Obviously, I'm not anti-drugs by any means.  I used them briefly when Jenelle was going through the worst of her seizures, and it helped keep me focused.  I remember clearly the day my doctors put me on the anti-depressants with my cancer diagnosis.  It was three and a half years ago, February 2009, and I was quickly spinning into a deep depression.  I was in the hospital in Santa Monica because I had no immune system (0 neutrophils) after my second round of chemo.  I felt completely fine and wanted desperately out of the place.  I was so desperate, there was a morning where I sat on my hospital bed, bags packed, in street clothes ready for the onslaught of doctors with their entourage of medical student that would eventually arrive at my door to tell me my numbers.  I was determined to discharge myself against doctors orders if the numbers hadn't improved, and take a bus home if I had to. 

Upon entering the room, the doctor told me that his students had to literally push him through my my door.  The entire team knew that they were about to deliver news I did want to hear.  That I still had 0 neutrophils, and that I wasn't going anywhere.  I remember that feeling of disappointment; I cried hysterically and wanted desperately for there to be some way that I could go home to Brett and the kids.  So I could sleep in my own bed, and feel normal and comfortable once more.  After the bad news was delivered, they left me alone with a blond nurse (whose name I cannot remember) who stayed by my side all day, stoked my hair, helped me unpack and just let me sob.  I was literally on suicide watch, with doctors, nurses and staff checking in on me every hour.  I didn't realize it at the time, but the cancer and the chemo had sent me spiraling very quickly into depression.  The next day, an anti-depressant was added to my daily drug regime and when I was finally released 4 days later (14 days total), I realized that the pills were just as important as the chemo in helping me survive the cancer. 

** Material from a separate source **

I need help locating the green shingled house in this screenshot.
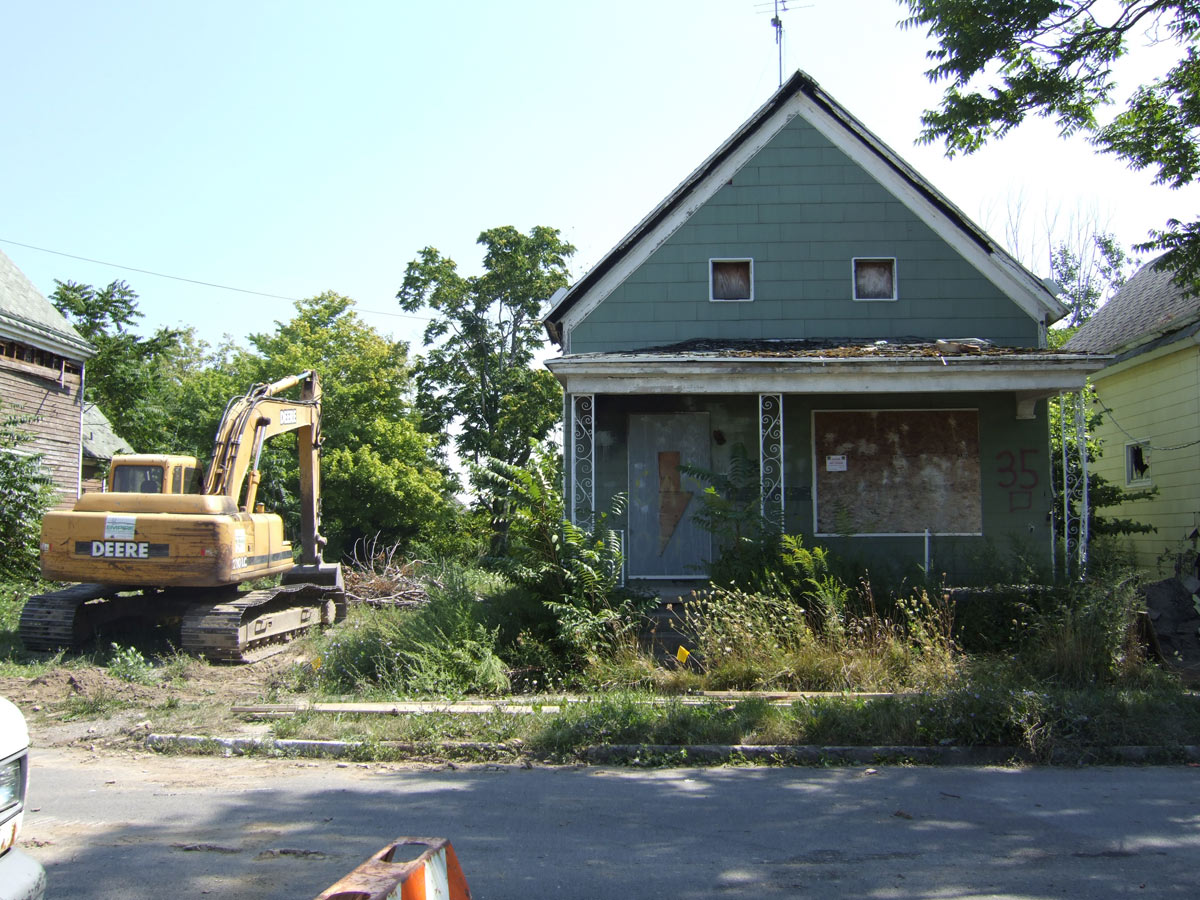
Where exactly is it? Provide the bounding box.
[546,72,1103,586]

This summer, I knew I was ready to wean off the drugs.  I'm always happy and optimistic, so I knew that wasn't drug induced; however this summer I realized I hadn't been showing or really feeling any emotions.  And I'm talking the good emotions like laughing so hard that you cry, or getting a lump in your throat with pride for something your child has done.  Having had experience with weaning Jenelle on and off medications, I had a good idea what to expect when I started the wean.  For my close family, friends and co-workers; you know the last few weeks have been quite an emotional journey!  I knew it was my brain, and hormones sometimes over-reacting to tiny situations that on the happy pills wouldn't normally bother me.  I was fully aware that my brain chemistry levels were slowly getting back to normal. 

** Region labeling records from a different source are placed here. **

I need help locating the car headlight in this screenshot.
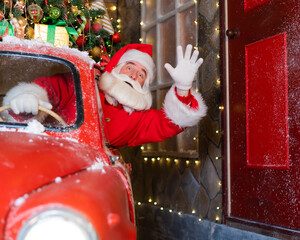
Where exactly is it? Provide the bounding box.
[17,208,99,240]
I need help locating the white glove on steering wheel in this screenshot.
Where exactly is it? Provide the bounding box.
[9,93,52,115]
[165,44,203,90]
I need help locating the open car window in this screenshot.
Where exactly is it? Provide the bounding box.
[0,52,83,131]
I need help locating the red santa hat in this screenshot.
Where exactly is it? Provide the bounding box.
[104,43,155,86]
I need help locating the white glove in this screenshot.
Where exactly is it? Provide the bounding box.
[165,44,203,90]
[9,93,52,115]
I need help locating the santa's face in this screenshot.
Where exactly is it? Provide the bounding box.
[120,61,147,87]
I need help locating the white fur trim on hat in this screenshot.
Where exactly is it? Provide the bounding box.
[164,85,207,128]
[118,49,155,86]
[1,83,49,122]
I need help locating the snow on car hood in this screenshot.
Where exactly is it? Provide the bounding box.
[0,131,107,212]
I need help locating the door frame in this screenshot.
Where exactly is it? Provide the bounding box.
[219,0,300,239]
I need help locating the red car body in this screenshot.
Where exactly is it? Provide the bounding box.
[0,40,136,240]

About three weeks ago, I would categorize my emotions as "bat shit crazy!"  I had road rage, and snapped at every little scenario that sounded the slightest bit confrontational, and I was just a raging hormonal mess.  It was quite a journey.   But I survived, and today marks one month that I am completely anti-depressant free - it feels fantastic!  I have real emotions again, even moments when I have a good cry!  I'm still happy, optimistic, sarcastic and finding humor in everyday life.  Only one more year until I'm officially cured... and I'm really starting to believe that will soon be a reality!


A few weeks before Jenelle's 10th birthday, Jack asked me if I ever imagined that she would be 10 years old.  In all honesty... yes.  I imagined a 10 year old Jenelle.  And I can imagine a 16 year old Jenelle, and a 20 year old Jenelle.  Doctors tend to tell you the worst to prepare you for the fight ahead when really no one knows the end result for sure.

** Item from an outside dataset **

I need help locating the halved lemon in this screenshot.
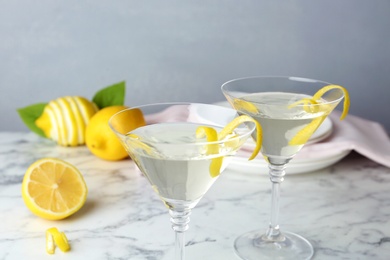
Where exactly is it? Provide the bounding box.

Jenelle's life with us has been an amazing gift that has changed our lives in so many ways.  We see the positive in every situation, we are compassionate, and we realize the miracle we have been so blessed to share with the world.

15 years ago today, Brett asked me to marry him.  On that day, neither of us imagined the challenges that would be thrown our way - but we have survived together.  What a wild ride it's been!